A Novel Rheumatic Mitral Valve Disease Model with Ex Vivo Hemodynamic and Biomechanical Validation

Matthew H Park  1   2 Pearly K Pandya  1   2 Yuanjia Zhu  1   3 Danielle M Mullis  1 Hanjay Wang  1 Annabel M Imbrie-Moore  1   2 Robert Wilkerson  1 Mateo Marin-Cuartas  1   4 Y Joseph Woo  5   6
Affiliations

A Novel Rheumatic Mitral Valve Disease Model with Ex Vivo Hemodynamic and Biomechanical Validation

Matthew H Park et al. Cardiovasc Eng Technol. 2023 Feb.

Abstract

Purpose: Rheumatic heart disease is a major cause of mitral valve (MV) dysfunction, particularly in disadvantaged areas and developing countries. There lacks a critical understanding of the disease biomechanics, and as such, the purpose of this study was to generate the first ex vivo porcine model of rheumatic MV disease by simulating the human pathophysiology and hemodynamics.

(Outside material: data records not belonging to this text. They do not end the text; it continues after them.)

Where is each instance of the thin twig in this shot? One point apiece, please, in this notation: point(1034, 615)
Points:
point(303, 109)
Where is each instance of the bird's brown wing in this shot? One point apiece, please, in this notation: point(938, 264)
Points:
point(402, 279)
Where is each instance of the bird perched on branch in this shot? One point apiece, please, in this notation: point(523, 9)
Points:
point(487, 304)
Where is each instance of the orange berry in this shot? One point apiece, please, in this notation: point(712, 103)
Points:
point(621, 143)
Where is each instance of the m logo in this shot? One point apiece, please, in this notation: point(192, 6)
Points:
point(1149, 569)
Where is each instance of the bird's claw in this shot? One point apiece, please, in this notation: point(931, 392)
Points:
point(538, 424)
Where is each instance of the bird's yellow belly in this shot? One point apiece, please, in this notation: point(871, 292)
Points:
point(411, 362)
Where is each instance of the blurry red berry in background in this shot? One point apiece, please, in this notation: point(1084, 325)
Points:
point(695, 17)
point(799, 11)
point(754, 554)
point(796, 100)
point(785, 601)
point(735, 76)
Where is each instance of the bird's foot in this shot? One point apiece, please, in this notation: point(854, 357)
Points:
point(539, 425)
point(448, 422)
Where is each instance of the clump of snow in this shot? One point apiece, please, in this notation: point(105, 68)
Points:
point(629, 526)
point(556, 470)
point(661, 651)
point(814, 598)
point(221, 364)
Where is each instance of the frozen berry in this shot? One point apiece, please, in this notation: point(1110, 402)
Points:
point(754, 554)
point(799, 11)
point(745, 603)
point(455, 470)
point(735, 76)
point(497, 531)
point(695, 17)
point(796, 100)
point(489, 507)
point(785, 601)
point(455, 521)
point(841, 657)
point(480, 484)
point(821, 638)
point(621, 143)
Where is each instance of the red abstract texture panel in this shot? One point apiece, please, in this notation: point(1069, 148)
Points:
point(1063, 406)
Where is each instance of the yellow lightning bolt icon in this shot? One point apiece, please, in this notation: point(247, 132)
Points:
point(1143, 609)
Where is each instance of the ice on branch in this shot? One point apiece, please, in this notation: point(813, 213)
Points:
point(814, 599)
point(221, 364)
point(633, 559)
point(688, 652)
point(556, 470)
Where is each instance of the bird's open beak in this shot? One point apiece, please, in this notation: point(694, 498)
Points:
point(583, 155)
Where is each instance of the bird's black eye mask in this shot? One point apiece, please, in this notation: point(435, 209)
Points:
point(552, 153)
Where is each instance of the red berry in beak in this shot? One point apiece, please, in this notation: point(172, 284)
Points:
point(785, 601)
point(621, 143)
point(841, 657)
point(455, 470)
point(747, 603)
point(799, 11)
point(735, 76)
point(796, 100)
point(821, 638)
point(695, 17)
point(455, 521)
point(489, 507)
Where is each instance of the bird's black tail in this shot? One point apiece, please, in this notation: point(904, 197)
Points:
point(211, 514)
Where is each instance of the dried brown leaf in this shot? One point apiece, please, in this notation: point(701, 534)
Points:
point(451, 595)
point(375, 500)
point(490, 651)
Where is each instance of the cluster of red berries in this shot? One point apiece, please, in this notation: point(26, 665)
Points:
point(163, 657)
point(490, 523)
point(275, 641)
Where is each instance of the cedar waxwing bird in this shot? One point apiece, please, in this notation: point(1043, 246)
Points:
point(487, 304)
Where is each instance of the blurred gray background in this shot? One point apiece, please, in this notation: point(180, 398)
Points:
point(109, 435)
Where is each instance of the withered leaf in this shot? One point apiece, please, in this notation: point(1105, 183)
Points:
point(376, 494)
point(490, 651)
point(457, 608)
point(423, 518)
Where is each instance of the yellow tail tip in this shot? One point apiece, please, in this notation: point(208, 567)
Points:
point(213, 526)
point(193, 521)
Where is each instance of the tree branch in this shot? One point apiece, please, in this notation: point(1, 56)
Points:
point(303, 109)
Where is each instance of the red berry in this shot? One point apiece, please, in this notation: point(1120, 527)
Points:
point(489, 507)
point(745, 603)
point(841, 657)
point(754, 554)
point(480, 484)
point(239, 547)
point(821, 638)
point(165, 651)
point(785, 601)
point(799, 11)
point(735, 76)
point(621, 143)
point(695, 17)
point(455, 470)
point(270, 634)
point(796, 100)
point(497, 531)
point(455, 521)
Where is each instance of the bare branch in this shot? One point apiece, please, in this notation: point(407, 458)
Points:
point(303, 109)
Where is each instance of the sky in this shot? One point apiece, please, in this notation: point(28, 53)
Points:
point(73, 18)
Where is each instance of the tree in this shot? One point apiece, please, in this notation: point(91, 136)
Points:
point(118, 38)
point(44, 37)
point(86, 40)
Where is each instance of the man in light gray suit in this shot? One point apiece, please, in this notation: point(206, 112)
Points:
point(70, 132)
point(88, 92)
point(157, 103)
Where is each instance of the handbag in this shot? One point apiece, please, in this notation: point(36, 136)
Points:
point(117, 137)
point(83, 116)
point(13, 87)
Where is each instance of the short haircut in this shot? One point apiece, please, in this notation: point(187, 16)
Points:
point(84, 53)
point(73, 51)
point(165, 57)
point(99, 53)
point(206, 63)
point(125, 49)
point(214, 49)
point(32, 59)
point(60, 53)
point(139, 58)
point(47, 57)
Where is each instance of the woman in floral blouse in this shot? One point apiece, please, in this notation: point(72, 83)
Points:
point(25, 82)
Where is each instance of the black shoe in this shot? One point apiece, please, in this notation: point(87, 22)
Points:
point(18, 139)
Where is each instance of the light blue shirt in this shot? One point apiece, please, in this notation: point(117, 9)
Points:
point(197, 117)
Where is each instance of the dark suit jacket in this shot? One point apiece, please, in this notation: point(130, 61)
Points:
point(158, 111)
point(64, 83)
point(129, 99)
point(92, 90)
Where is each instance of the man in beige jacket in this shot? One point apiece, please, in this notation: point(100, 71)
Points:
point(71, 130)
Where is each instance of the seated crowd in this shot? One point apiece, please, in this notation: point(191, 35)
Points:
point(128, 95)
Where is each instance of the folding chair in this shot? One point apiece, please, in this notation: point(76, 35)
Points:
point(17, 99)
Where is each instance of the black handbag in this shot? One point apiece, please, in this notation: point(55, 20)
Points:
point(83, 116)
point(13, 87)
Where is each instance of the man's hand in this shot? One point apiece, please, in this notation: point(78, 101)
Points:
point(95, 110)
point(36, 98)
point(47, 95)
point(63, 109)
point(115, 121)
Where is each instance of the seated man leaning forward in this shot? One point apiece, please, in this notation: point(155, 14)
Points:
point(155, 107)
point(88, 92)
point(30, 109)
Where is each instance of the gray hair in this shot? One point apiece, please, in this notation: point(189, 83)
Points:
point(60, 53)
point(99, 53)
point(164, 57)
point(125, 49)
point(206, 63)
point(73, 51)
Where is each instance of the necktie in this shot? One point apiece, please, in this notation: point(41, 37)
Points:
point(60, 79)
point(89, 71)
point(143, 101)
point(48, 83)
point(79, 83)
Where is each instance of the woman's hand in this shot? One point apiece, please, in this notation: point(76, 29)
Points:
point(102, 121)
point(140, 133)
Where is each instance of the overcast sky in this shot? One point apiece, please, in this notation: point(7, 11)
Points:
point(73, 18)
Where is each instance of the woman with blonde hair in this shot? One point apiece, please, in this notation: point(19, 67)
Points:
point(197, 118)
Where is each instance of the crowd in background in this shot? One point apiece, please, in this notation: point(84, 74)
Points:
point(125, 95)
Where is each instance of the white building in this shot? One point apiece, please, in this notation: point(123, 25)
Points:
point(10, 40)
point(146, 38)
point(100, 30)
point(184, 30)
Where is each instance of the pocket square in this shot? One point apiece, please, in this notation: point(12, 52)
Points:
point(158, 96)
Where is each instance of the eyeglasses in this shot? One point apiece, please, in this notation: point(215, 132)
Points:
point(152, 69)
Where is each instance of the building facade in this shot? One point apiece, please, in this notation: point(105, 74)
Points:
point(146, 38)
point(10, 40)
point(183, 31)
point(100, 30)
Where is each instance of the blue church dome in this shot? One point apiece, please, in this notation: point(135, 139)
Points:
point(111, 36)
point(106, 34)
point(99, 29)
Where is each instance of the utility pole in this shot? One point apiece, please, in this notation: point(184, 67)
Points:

Methods: Healthy porcine valves were altered with heat treatment, commissural suturing, and cyanoacrylate tissue coating, all of which approximate the pathology of leaflet stiffening and thickening as well as commissural fusion. Hemodynamic data, echocardiography, and high-speed videography were collected in a paired manner for control and model valves (n = 4) in an ex vivo left heart simulator. Valve leaflets were characterized in an Instron tensile testing machine to understand the mechanical changes of the model (n = 18).

Results: The model showed significant differences indicative of rheumatic disease: increased regurgitant fractions (p < 0.001), reduced effective orifice areas (p < 0.001), augmented transmitral mean gradients (p < 0.001), and increased leaflet stiffness (p = 0.025).

Conclusion: This work represents the creation of the first ex vivo model of rheumatic MV disease, bearing close similarity to the human pathophysiology and hemodynamics, and it will be used to extensively study both established and new treatment techniques, benefitting the millions of affected victims.

Keywords: Cardiac biomechanics; Ex vivo model; Heart simulation; Mitral valve; Pathophysiology; Rheumatic heart disease.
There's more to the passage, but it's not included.